A médica afirma que, mesmo com condições financeiras, há famílias que têm medo e acreditam que ficar no hospital é melhor.

— Damos todo o apoio para que a família dê conta de ficar com a criança em casa, mas tem família que não consegue e o hospice vem para trazer essa tranquilidade. Na casa há uma equipe multidisciplinar 24 horas, a mãe não nunca está sozinha.

A última festinha

Quem também recebeu esse apoio e carinho foi Andressa, de quatro anos, que morreu em fevereiro deste ano em decorrência de um câncer no tronco cerebral. Entre idas e vindas, a pequena e sua mãe, a dona de casa Marta Gomes Pedrosa dos Santos, de Mauá, na Grande SP, ficaram quase um mês na casa.

Mas antes de ter o atendimento “vip”, como Marta chama, a história de peregrinação em hospitais foi penosa até conseguirem atendimento no Santa Marcelina e, quando a cura não veio, no hospice.

E foi lá que Marta viveu uma história de carinho e atenção por parte dos funcionários. A festinha de Andressa de cinco anos foi adiantada em uma semana e foi feita no hospice, com direito a decoração e toda a família reunida.

— Passávamos um tempo na casa e voltávamos para a nossa em Mauá quando ela melhorava. A indicação de todos é que no primeiro sinal de piora era para levá-la de volta e foi isso que fizemos e sempre fomos muito bem atendidos. Até meu filho de 10 anos passou pela psicóloga do lugar. Fizemos a festinha dela e todos participaram e colaboraram. Nem se eu tivesse convênio médico seriamos tratados tão bem como fomos.

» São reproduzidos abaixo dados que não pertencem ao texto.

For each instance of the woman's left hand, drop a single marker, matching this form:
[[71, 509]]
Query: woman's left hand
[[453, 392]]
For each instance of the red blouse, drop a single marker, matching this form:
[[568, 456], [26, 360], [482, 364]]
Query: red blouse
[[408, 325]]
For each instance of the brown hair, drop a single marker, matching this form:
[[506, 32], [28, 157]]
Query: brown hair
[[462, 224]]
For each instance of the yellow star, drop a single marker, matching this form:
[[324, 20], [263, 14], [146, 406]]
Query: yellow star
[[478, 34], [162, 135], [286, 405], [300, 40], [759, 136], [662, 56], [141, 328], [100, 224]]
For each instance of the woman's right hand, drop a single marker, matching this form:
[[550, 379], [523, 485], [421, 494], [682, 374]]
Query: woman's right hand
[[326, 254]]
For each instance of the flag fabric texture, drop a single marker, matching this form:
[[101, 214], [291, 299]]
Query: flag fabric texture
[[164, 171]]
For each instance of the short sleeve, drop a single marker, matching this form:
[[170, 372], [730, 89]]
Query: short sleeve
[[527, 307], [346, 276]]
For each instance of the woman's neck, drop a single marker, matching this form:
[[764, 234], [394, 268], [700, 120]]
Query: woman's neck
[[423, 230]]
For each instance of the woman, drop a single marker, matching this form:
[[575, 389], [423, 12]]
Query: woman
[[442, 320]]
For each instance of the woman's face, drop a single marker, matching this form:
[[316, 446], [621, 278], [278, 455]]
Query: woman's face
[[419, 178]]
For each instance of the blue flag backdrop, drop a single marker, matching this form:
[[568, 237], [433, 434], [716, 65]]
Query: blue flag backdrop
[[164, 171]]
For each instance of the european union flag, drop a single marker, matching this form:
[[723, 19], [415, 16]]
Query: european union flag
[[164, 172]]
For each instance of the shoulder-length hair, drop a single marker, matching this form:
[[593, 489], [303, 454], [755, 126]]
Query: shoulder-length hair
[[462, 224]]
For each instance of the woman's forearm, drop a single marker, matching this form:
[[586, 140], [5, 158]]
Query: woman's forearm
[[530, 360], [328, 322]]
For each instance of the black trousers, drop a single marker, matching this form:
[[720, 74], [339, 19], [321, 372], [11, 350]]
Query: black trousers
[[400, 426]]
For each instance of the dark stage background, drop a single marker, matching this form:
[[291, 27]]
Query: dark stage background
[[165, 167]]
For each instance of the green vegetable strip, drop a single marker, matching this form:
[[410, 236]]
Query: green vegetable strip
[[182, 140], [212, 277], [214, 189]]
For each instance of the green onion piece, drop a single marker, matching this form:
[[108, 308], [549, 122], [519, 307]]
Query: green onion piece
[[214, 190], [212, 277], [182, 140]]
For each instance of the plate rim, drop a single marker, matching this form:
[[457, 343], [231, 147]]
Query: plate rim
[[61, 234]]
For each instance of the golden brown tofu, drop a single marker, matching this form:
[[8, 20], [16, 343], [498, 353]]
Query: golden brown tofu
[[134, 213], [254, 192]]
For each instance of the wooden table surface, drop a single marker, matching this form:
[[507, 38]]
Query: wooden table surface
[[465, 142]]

Marta destaca os benefícios para toda a família por ter tido a chance de promover uma “morte boa” para sua filha.

— Todo o atendimento ajudou demais o emocional da minha família. Na época, ninguém me via reclamando, porque eu sabia que tudo estava sendo feito da melhor maneira possível. Não saí do lado da minha filha. Às vezes, eu queria ajudar na cozinha e eles me diziam que eu estava lá para ser atendida e não para atender.

Até três famílias podem ser atendidas simultaneamente no hospice, que foi criado há cerca de dois anos. O atendimento é exclusivo para pacientes da ala pediátrica de oncologia do Hospital Santa Marcelina. Os pedidos de atendimento no hospital, segundo a médica responsável, chegam por e-mail, indicação, telefone e o fale conosco do site do Tucca.

— É uma forma dos pacientes ficarem serenos, sabendo que tudo que era possível foi feito, mesmo que o resultado não seja o que todo mundo quer, que é o de cura. Essa sensação faz com que a família saia triste, mas grata. Isso ajuda muito no processo de luto. Saber que a criança não sofreu e estava brincando até dois dias antes de morrer é saber que ela teve qualidade de morte.